As I'm looking for a wide angle lens for my D60, I've finally decided to go for a 17-40 L instead of the 12-24 sigma.
Now my question is : do I really need a lens hood on the 17-40 ?
All my other lenses are equipped with lens hoods. But when I saw its hood I'm wondering if it is really necessary (I mean it's so small)
Last question : what kind of UV filter do you use ?
I've got a B+W on my 70-200 IS which is excellent.
Is the canon as good as B+W's ?

Thanks for your inputs :wink:

MikeG

KennyG
9th of April 2004 (Fri), 16:12
Hello,

As I'm looking for a wide angle lens for my D60, I've finally decided to go for a 17-40 L instead of the 12-24 sigma.
Now my question is : do I really need a lens hood on the 17-40 ?

Yes, WA's are more prone to flare.

All my other lenses are equipped with lens hoods.
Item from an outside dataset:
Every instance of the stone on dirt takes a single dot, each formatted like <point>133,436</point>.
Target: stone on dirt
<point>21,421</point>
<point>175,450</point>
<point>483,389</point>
But when I saw its hood I'm wondering if it is really necessary (I mean it's so small)

Remember, it was designed for FF 35mm, so the hood is a bit shallow when used with a 1.6 or 1.3 FOV camera. However, it is good enough for most circumstances.

Last question : what kind of UV filter do you use ?

None. I never use them anyway, but on WA lenses they can vingette and the front element is very close to the filter threads of the 17-40L which means you would have to use a very high quality, MC, very thin filter. If the only purpose is to protect the lens, then my view is the hood would do a better job and introduce less problems (but it is my view and I know there are vociferous filter supporters out there to convince you otherwise).

Cadwell
9th of April 2004 (Fri), 16:23
Whilst I am not going to enter into the debate about whether filters are a good or a bad thing, I will say that vignetting is not a problem on the 17-40L/10D combination - perhaps due to the 1.6 crop factor which I believe the D60 shares. It may be a problem on bodies with fuller frame sensors.

One point of interest is that the 17-40L manual states that the lens isn't fully sealed unless a front filter is fitted...

slin100
9th of April 2004 (Fri), 16:45
I use the EW-83DII (http://www.bhphotovideo.com/bnh/controller/home?O=productlist&A=details&Q=&sku=162042&is=REG) hood for the 24/1.4L and a Hoya UV(0) Super HMC (http://www.bhphotovideo.com/bnh/controller/home?O=productlist&A=details&Q=&sku=94134&is=REG) filter on the 17-40.

KennyG
9th of April 2004 (Fri), 17:16
Yes, I know what the manual says, but I think you have to be very careful in picking the right filter. Looking at where the filter threads end and how close the bottom one is to the front element, you not only need a thin filter, but a one with enough thread behind it to keep some distance fom the glass (I'm looking at one in my hand right now). Screwing on the wrong style filter could damage the front element or be so close it could introduce the newtons ring effect. One of my 77mm CPL's would certainly crash against the glass.

I can see vignetting with my 1D. Have not tried it with my 10D yet. Wife is happy with it on her 300D. No front/back focus issues, it is sharp wide open and about 1,000% better than her Sigma 15-30. What more can one ask.